Dona Raimunda ainda tivera mais doze gestações. No entanto, sofrera alguns abortos e perdera algumas crianças vitimadas pela mortalidade infantil, que era tão presente no interior do Nordeste naquelas eras de calamidade. Outra criança recém-nascida, do sexo feminino, fora adotada por uma família de Fortaleza. Para o seu imenso desgosto, morreria sem tornar a ver a filha.
Nos períodos de seca forte, em que o governo disponibilizava as frentes de emergência nos sertões, aproveitava para ganhar um dinheiro extra com a venda de lanches para os sofridos cassacos sertanejos, junto com a velha amiga, Dona Maria Rosa.
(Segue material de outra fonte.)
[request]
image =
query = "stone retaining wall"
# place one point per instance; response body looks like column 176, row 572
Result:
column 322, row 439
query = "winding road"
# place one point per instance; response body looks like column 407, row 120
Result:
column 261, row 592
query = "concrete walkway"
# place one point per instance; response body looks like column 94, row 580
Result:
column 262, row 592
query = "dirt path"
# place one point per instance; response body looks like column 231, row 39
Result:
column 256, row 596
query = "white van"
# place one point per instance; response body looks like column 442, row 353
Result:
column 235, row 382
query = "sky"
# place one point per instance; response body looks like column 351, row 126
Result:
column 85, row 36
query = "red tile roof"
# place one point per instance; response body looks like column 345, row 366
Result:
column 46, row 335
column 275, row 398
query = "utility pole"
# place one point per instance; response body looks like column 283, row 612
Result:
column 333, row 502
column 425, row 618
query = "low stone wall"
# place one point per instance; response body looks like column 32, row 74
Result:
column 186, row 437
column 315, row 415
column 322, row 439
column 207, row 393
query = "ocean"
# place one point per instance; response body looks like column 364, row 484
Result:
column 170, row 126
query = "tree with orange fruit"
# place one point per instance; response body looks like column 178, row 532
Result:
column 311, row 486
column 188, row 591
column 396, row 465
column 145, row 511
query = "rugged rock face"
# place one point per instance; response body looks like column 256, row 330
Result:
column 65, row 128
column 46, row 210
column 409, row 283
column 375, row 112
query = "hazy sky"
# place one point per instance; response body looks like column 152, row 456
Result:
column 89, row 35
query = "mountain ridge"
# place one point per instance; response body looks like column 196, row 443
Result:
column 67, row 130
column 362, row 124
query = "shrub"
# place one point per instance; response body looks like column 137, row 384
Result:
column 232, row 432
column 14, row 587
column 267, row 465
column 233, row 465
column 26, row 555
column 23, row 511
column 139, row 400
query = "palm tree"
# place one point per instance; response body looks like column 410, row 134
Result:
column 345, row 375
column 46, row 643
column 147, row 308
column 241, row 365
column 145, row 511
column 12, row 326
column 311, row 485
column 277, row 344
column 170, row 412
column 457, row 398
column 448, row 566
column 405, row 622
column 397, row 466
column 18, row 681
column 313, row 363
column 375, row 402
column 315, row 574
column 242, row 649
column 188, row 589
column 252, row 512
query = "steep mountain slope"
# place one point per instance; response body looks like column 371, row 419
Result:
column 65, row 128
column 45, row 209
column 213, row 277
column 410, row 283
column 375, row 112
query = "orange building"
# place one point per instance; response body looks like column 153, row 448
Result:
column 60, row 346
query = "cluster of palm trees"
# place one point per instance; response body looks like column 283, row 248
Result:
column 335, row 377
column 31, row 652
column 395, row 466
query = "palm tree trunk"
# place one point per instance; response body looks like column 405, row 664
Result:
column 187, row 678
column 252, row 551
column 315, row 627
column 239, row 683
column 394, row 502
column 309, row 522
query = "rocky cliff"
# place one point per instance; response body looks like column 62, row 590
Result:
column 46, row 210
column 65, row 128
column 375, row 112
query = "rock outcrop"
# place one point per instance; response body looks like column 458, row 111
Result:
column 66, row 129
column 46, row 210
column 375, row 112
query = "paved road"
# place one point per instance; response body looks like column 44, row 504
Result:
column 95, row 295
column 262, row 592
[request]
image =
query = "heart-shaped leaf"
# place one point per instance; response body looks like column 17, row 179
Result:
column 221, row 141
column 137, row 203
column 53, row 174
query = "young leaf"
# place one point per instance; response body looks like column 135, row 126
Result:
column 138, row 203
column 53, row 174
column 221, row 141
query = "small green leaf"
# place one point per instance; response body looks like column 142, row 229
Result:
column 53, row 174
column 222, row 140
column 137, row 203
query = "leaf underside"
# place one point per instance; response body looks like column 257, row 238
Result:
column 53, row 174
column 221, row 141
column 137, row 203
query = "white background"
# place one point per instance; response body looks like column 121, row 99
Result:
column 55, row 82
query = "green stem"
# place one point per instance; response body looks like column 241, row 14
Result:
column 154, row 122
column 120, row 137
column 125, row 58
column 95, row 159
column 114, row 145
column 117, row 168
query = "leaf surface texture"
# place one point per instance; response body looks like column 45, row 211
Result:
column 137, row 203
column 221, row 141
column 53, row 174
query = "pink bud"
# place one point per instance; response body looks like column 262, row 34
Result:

Aqueles eram tempos extremamente difíceis.
Importa destacar que nos saudosos tempos das décadas de 1930 a 1970, sobressaía-se uma classe de trabalhadoras sofridas, aguerridas, que laboravam o dia todo, desde o nascedouro do sol até a sua partida rumo ao horizonte. A imensa trouxa na cabeça e o sabão na mão, mulheres simples, maltrapilhas, percebendo uma mísera remuneração e sem nenhum direito trabalhista, as lavadeiras de roupas exerciam felizes e cantantes o seu árduo ofício no majestoso Rio Piranhas.
Em São Gonçalo, havia dois pontos clássicos no rio que eram utilizados pelas lavadeiras, estando um localizado entre as antigas pontes de ferro e de cimento e outro um pouco abaixo da ponte de tábua. Os bancos de areia grossa, as rochas e os pequenos arbustos das redondezas serviam de varal. Eram o quaradouro. O tempo era breve para tanto trabalho, desta feita o simples almoço era servido no próprio local, em pequenas sombras às margens do rio.
O seu escritório era o dorso do Rio Piranhas. A sua mesa de trabalho eram as rochas, os bancos de areia, as plantas, os pequenos arbustos ressequidos. O ambiente era climatizado por um escaldante sol de 40 graus. Com a inexorável cumplicidade da natureza, eram perfeccionistas: tinham mania de limpeza.
Os pequenos peixes e os jovens camarões, que escapavam do açude, não gostavam delas. Denunciaram ao chefe do perímetro que elas trocavam sabão por oxigênio. O pior é que era verdade. Para amenizar a situação, o chefe mandou instalar um cano de água ao lado do sangradouro, para levar um pouco de água e oxigenação do açude aos poços do rio. No entanto, quando a recarga do açude era superior a sua capacidade, não tinha problema, pois a água excedente levava o sabão do Piranhas direto para o Atlântico.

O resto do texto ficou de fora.